Il fatto è che i chierici dell’informazione sono al servizio dello stato (o dei padroni legati allo stato) e le quantità enormi di spazzatura informativa che essi producono ha come unico scopo quella di essere funzionale ai bisogni del potere-stato. E quali sono questi bisogni?

In una situazione di decomposizione dello stato, in cui i soggetti detentori del potere sono allo sbando, alla ricerca di una giustificazione del loro esistere, l’invenzione di conflitti fasulli, di ipotetici scontri di civiltà, la scoperta di nemici esterni (i tedeschi, i musulmani, gli extra-comunitari, ecc.) e interni (i comunisti, i liberali, il mercato, ecc.) è il percorso obbligato e collaudato per una riproposizione, in grande stile, dello stato nel suo ruolo di garante della sicurezza di tutti e di protettore di una fantomatica identità culturale.
Quindi, talune persone, che pure sono decisamente critiche dello stato, finiscono poi per comportarsi come pedine inconsapevoli di rilancio dello stato, attuato attraverso la propagazione di contrapposizioni fasulle volte a generare fissazioni demenziali (noi i buoni – loro i cattivi).

Il gioco ha funzionato in passato e funziona spesso anche nel presente vista la facilità con cui le persone abboccano a rilanciare notizie, anche le più inverosimili.
Per questo l’avvenire può riservarci, nel breve periodo, anche sorprese molto sgradite, e non è esagerato parlare, con riferimento a taluni casi, di una società della disinformazione.
Ma nel lungo periodo ritengo che si possa essere fiduciosi per due motivi principali:

  1. gli stessi strumenti che agevolano la disinformazione possono essere utilizzati anche per la controinformazione;
  2. le persone e i gruppi di persone che diffondono disinformazione diventano poi vittime della loro stessa disinformazione o perché perdono di credibilità agli occhi di molti una volta che le informazioni da essi diffuse vengono smascherate come prive di fondamenta, o perché finiscono per perdere il senso della realtà e quindi perdono la capacità di capire e padroneggiare la realtà.

In linea generale, tranne casi di persone che coscientemente producono disinformazione (modello Goebbels) tutti noi, per ignoranza, superficialità o ingenuità, possiamo essere vittime o agenti di disinformazione.
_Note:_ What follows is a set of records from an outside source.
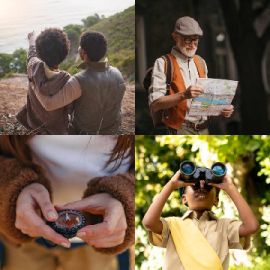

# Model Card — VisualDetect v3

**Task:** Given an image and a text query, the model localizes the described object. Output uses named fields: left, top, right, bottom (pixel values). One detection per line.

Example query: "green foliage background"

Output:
left=90, top=6, right=135, bottom=81
left=136, top=135, right=270, bottom=270
left=0, top=49, right=27, bottom=78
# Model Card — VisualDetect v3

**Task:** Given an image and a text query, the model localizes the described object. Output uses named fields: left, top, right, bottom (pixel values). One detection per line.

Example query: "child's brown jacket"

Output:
left=16, top=45, right=71, bottom=134
left=0, top=154, right=135, bottom=255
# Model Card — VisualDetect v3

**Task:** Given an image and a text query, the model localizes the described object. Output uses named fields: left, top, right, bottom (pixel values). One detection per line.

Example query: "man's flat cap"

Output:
left=174, top=16, right=203, bottom=36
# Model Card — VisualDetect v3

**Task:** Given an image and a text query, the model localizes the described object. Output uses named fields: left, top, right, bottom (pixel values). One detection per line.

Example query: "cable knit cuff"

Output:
left=83, top=173, right=135, bottom=255
left=0, top=157, right=52, bottom=244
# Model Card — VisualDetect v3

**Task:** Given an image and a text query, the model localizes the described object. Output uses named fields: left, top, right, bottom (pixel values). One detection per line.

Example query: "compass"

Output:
left=47, top=209, right=86, bottom=238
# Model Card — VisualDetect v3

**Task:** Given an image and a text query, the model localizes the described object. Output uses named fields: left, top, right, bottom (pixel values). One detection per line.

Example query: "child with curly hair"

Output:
left=17, top=28, right=72, bottom=134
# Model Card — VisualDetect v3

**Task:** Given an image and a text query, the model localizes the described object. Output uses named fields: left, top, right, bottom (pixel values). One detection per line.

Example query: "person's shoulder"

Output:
left=27, top=60, right=46, bottom=83
left=155, top=55, right=167, bottom=64
left=0, top=155, right=28, bottom=178
left=108, top=66, right=125, bottom=82
left=195, top=54, right=205, bottom=60
left=46, top=67, right=71, bottom=81
left=57, top=70, right=71, bottom=77
left=27, top=58, right=44, bottom=72
left=152, top=55, right=169, bottom=72
left=194, top=54, right=207, bottom=65
left=108, top=65, right=123, bottom=76
left=164, top=216, right=182, bottom=222
left=215, top=217, right=240, bottom=231
left=73, top=69, right=86, bottom=81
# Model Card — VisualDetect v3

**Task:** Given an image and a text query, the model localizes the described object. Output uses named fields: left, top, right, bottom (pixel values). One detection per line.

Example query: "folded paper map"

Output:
left=188, top=78, right=238, bottom=116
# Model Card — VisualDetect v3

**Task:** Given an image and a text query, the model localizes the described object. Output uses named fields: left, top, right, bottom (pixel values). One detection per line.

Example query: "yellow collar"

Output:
left=182, top=210, right=217, bottom=221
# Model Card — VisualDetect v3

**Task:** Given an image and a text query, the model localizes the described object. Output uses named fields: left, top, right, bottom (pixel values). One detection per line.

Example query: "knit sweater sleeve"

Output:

Si tratta allora, non appena ci si rende conto di ciò, di dichiararlo apertamente e di fare opera di correzione-controinformazione.

Abbiamo a nostra disposizione strumenti potentissimi. Utilizziamoli per diventare tutti noi potenti sotto il profilo cognitivo e gestionale, in modo da non avere affatto bisogno di “potenti” esterni che manipolano le nostre opinioni e gestiscono le nostre vite.